公共交通機関(電車・バス)等で使えるICカード(Suica・PASMO)にオートチャージ機能を付けると、現金入金の手間が省け、とても便利ですよね。ほんの少し前までは予め設定した最低残高を下回ると、次回の改札通過時に自動で一定額がチャージされていました。ところが、つい最近、改札を出る時にオートチャージされる設定となっていました。お気づきでしたか?
「改札入場時」から「改札出場時」に変わっただけですが、この期間の短縮は資金回収にものすごく影響があります。たとえば、JR東日本のSuica、矢野経済研究所のレポートによると、この事業で2020年度までに一日当たりの最高者数800万件の達成を目指すとされています。この数字を前提とし、仮に1%の人が1回3千円を1日早くオートチャージした場合、2億4千万円が1日早く回収できる計算になります。資金繰りの要諦である「入りは早く、出は遅く」の入りの部分に莫大な貢献がある変更です。
さらに、残額不足で改札で止まってしまう心配から控えていた駅ナカでの買い物をする人数も増え、資金繰り以外の売上増にも貢献することになります。
◆貴社の資金繰りの改善は?
貴社の資金繰りを改善するためにはどんな工夫があるでしょうか? ICカードのようにシステムの変更で変えることは難しいでしょうが、どこかに何かがあるはずです。

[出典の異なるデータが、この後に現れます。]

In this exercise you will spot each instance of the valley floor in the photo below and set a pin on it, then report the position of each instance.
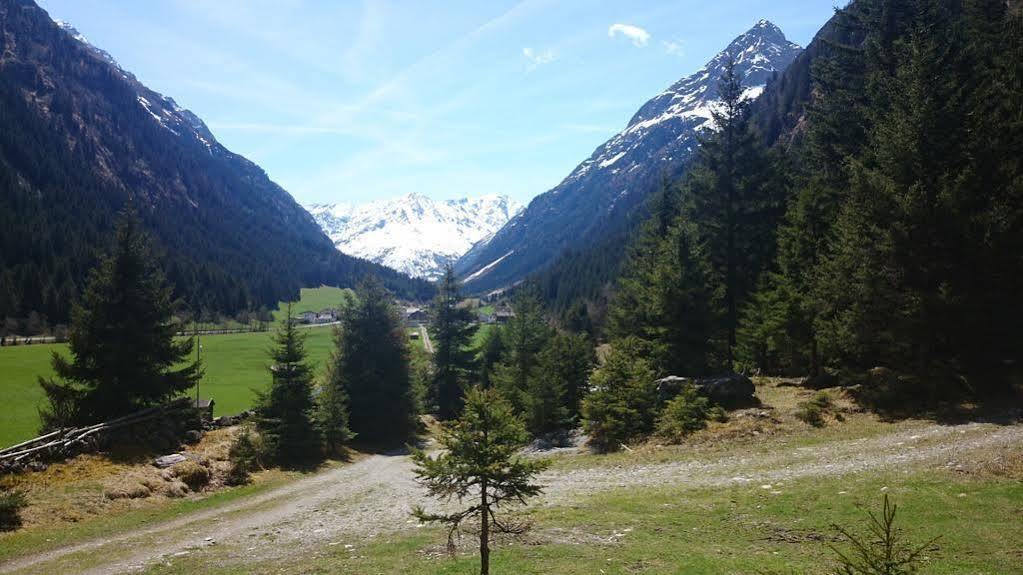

売掛金は何日で回収できていますか?買掛・未払金は何日で支払っていますか?相手先との関係もありますので、一概に入金期間を短縮したり、支払日を勝手に延期したりすることは難しいかもしれません。でも、もし貴社が同業他社と比較して現在不利な条件であれば、同業他社レベルまで改善する余地は残されているはずです。
◆経営分析の数字を活用しましょう!
会計事務所から提供される月次試算表には、経営分析のデータが記載されているページもあると思います。運転資金の項目である「売上債権回転期間」、「たな卸資産回転期間」、「買入債務回転期間(支払基準)」などのデータを同業他社の平均と比較しましょう。平均よりも数値が悪ければ、どこかに改善の余地はあるはずです。
経営分析数値の比較は、通常は自社の過去の数字と比較しその後同業他社と比較しますが、今回は他社比較が先となります。
商品を選ばせる表現や見せ方
◆印象が変わる心理作用 フレーミング効果
私達が普段店で寿司、うな重等を選ぶ際に「松竹梅」とか「並、上、特上」と言ったランク付けをしているものがあります。商品が3つあると7〜8割の人が真ん中の「上」を選択するそうです。仮に並が1000円、上が2000円、特上が3000円として相対的に「特上」はちょっと高いけど「上」の値段はほどほどで質は悪くないだろうと言う心理が働くのだそうです。店側では「上」の収益率を高く設定したりします。
もし一番売りたいのが「特上」だとすればどうするか?値段中身は変えず「特上」を「上」に変え、「上」は「並」にします。「並」は止め、「特上」を4000円に設定します。値上げとなるのでトータルの売上の向上になるか単純に計れませんが、新設定の「上」が売れるようにはなるでしょう。
このように内容が同じものでも見せ方や表現を変える事で印象が変わる心理作用を行動経済学では「フレーミング効果」と言います。では別の例も見てみましょう。
◆表現方法で割安感を演出する
通販等で高額商品を売りたい時、賞品が一括払いでは高い印象を与えてしまうのではと言う時、高いと感じさせない為に分割払いを勧める事があります。例えば商品が3万6000円として「24カ月の分割で月々は1600円、週にたったコーヒー1杯の値段で手に入ります」等と言います。言われた方はお手頃だなあと感じますがトータル額は6%以上の金利も付いて3万8400円です。消費者金融の広告にも似たようなコピーがあり、利息は1日たった○円と謳い高利でも安く感じる表現がされている事があります。
◆ポジティブ表現とネガティブ表現
次のように医師から言われた時にどのように感じるでしょうか。
1、「この手術は95%の人が助かります」
2、「この手術は20人に1人が亡くなります」
こう言われると、結果が同じでも2のネガティブ表現の確率を高く感じてしまいがちです。何かを予防する商品はネガティブに伝え、推進商品はポジティブに伝えると効果があると言われます。
マーケティングの世界ではこうして印象操作をされ誘導されています。販売する側からすればこのようなキャッチコピーを意識すると売上増進に繋がるかもしれません。